Imam Ath-Thabari berkata : “Bulan itu ada dua belas, empat diantaranya 
merupakan bulan haram (mulia), dimana orang-orang jahiliyah dahulu 
mengagungkan dan memuliakannya. Mereka mengharamkan peperangan pada bulan 
tersebut. Sampai seandainya ada seseorang bertemu dengan orang yang membunuh 
ayahnya maka dia tidak akan menyerangnya. Bulan empat itu adalah Rajab 
Mudhor, dan tiga bulan berurutan, yaitu Dulqqo’dah, Dzulhijjah dan Muharram. 
Dengan ini nyatalah khabat-khabar yang disabdakan oleh Rasulullah 
Shallallahu ‘alaihi wa sallam”. Kemudian At-Thabari meriwayatkan beberapa 
hadits, diantaranya, Rasulullah Shallallahu ‘alaihi wa sallam bersabda.

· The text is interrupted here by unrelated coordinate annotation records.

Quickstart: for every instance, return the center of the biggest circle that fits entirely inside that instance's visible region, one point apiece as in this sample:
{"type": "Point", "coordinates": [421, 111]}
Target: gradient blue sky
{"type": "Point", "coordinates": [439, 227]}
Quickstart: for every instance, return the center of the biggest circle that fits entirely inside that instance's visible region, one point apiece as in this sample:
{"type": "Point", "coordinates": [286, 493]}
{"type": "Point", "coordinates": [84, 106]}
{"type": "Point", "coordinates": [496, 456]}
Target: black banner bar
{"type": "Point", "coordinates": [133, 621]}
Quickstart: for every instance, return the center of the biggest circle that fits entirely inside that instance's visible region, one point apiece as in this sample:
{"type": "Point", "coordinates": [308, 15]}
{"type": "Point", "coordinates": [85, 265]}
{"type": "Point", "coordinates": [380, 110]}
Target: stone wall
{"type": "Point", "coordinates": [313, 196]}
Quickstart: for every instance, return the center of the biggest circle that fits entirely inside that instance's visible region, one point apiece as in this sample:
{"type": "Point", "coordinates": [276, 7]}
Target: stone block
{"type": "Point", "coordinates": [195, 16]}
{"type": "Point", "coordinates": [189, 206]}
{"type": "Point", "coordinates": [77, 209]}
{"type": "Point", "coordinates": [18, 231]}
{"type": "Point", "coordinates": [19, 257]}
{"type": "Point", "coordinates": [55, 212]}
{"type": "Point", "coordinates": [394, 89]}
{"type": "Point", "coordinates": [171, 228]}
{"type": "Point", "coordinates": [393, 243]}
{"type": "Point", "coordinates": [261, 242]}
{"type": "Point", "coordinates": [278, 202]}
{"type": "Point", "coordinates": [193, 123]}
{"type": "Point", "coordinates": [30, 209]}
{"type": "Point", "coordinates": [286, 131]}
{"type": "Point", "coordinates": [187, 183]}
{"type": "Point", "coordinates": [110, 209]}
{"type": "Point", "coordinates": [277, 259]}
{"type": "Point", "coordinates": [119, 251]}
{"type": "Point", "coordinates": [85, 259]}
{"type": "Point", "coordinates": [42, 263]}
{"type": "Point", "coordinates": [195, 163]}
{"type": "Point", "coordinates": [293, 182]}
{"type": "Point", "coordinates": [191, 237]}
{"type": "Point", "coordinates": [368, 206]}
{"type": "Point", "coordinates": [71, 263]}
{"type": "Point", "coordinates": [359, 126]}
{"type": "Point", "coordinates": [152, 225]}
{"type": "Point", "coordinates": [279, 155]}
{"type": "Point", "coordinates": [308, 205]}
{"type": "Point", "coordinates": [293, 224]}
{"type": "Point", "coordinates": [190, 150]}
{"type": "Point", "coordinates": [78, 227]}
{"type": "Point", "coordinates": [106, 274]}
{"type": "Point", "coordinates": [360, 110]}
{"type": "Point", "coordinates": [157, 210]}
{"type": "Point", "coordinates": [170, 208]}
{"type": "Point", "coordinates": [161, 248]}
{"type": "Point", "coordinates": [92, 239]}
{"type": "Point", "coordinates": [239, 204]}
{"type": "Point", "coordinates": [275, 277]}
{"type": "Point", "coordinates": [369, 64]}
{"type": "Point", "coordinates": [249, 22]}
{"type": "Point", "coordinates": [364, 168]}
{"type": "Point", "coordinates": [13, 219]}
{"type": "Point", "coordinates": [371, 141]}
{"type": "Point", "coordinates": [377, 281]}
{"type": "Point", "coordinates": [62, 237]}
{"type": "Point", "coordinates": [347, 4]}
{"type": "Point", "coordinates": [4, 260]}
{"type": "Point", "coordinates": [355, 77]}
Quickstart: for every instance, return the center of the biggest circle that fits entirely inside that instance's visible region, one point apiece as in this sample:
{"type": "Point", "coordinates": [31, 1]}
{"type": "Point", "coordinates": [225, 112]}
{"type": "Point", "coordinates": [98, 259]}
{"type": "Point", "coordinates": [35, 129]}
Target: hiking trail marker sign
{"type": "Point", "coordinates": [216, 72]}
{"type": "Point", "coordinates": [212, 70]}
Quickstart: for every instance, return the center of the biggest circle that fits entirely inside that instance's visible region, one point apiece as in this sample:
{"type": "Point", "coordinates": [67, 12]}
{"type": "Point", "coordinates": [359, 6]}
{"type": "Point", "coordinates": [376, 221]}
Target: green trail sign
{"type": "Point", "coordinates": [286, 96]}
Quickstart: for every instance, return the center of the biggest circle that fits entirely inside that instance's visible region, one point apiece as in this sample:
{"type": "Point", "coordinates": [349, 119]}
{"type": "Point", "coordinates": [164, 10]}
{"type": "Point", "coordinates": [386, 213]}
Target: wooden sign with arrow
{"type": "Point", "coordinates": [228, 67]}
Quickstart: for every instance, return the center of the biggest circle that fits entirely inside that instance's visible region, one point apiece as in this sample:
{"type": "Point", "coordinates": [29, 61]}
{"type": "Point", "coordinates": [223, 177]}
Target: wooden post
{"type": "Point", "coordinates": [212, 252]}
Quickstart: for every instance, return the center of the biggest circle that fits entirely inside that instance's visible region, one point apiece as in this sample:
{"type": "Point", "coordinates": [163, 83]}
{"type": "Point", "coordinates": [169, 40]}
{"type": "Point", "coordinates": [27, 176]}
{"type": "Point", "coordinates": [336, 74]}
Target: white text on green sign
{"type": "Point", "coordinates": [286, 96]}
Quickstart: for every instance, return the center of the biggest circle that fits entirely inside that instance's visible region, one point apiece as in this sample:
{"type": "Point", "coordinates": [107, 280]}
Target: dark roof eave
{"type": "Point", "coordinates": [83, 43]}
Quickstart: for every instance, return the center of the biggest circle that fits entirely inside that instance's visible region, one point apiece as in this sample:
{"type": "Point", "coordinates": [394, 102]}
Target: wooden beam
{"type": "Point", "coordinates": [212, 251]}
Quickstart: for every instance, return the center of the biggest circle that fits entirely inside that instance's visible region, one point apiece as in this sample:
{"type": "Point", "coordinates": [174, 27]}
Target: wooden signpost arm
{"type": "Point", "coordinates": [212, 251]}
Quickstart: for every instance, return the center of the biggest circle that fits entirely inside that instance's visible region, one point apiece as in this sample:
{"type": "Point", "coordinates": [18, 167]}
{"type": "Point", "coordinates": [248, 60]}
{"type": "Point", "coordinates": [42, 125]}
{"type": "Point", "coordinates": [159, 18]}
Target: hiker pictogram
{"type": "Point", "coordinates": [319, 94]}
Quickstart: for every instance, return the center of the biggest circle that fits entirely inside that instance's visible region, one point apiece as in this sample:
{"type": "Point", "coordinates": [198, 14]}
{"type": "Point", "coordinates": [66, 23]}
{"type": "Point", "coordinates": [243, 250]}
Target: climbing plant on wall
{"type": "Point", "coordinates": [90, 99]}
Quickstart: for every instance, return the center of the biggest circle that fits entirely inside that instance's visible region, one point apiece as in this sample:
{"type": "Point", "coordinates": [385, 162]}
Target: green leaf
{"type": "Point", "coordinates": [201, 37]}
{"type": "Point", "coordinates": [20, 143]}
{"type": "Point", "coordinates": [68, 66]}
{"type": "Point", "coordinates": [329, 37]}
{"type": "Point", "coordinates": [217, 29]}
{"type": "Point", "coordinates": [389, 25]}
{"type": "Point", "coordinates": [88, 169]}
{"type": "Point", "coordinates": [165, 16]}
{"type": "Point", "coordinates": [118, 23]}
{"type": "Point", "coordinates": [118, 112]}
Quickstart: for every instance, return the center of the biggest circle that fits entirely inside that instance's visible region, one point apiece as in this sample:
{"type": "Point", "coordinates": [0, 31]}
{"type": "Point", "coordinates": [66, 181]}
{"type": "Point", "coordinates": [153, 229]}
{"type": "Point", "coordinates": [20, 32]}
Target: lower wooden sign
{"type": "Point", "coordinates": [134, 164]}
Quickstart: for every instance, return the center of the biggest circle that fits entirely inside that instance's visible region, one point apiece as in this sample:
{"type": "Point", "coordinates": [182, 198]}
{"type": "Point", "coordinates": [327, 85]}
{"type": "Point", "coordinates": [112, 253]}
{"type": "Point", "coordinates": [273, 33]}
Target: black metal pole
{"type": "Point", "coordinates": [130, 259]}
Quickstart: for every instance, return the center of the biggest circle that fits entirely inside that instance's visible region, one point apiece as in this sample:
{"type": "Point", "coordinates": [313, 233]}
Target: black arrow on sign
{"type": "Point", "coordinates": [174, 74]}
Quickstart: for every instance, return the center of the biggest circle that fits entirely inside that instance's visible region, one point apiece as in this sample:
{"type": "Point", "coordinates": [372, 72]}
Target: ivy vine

“Artinya : Wahai manusia, sesungguhnya zaman itu berputar sebagaimana 
keadaan ketika Allah menciptakan langit dan bumi, dan sesungguhnya bilangan 
bulan pada sisi Allah ada dua belas bulan, diantaranya terdapat empat bulan 
haram, pertamanya adalah Rajab Mudhor, terletak antara Jumadal (akhir) dan 
Sya’ban, kemudian Dzulqo’dah, Dzulhijjah dan Muharram”

Dan ini merupakan perkataan mayoritas ahli tafsir {Jami’ul Bayan 10/124-125]

Imam Al-Qurthubi berkata : “Pada ayat ini terdapat delapan permasalahan. 
Yang keempat : Bulan haram yang disebutkan dalam ayat adalah Dzulqo’dah, 
Dzulhijjah, Muharram dan Rajab yang terletak antara Jumadal Akhir dan 
Sya’ban. Dinamakan Rajab Mudhor, karena Robi’ah bin Nazar, mereka 
mengharamkan bulan Rajab itu sendiri”. Kedelapan : “Allah menyebut secara 
khusus empat bulan ini dan melarang perbuatan dzolim pada bulan-bulan 
tersebut sebagai pemuliaan, walaupun perbuatan dzolim itu juga dilarang pada 
setiap waktu, seperti firman Allah.

“Artinya : Maka tidak boleh rafats, berbuat fasik dan berbantah-bantahan di 
dalam masa mengerjakan haji” [Al-Baqarah : 197]

Ini menurut mayoriyas ahli tafsir Maksudnya janganlah kalian berbuat 
kedholiman pada empat bulan tersebut. [Al-Jami Li Ahkamil Qur’an 4/85-87]

Syaikh Abdurrahman As-Sa’di berkata : “Empat bulan tersebut adalah Rajab, 
Dzulqo’dah, Dzulhijjah, Muharram. Dinamakan haram karena kemuliaan yang 
lebih dan diharamkannya peperangan pada bulan tersebut” [Tatsiru Karimir 
Rohmah Fi Tafsiri Kalamil Mannan hal, 296]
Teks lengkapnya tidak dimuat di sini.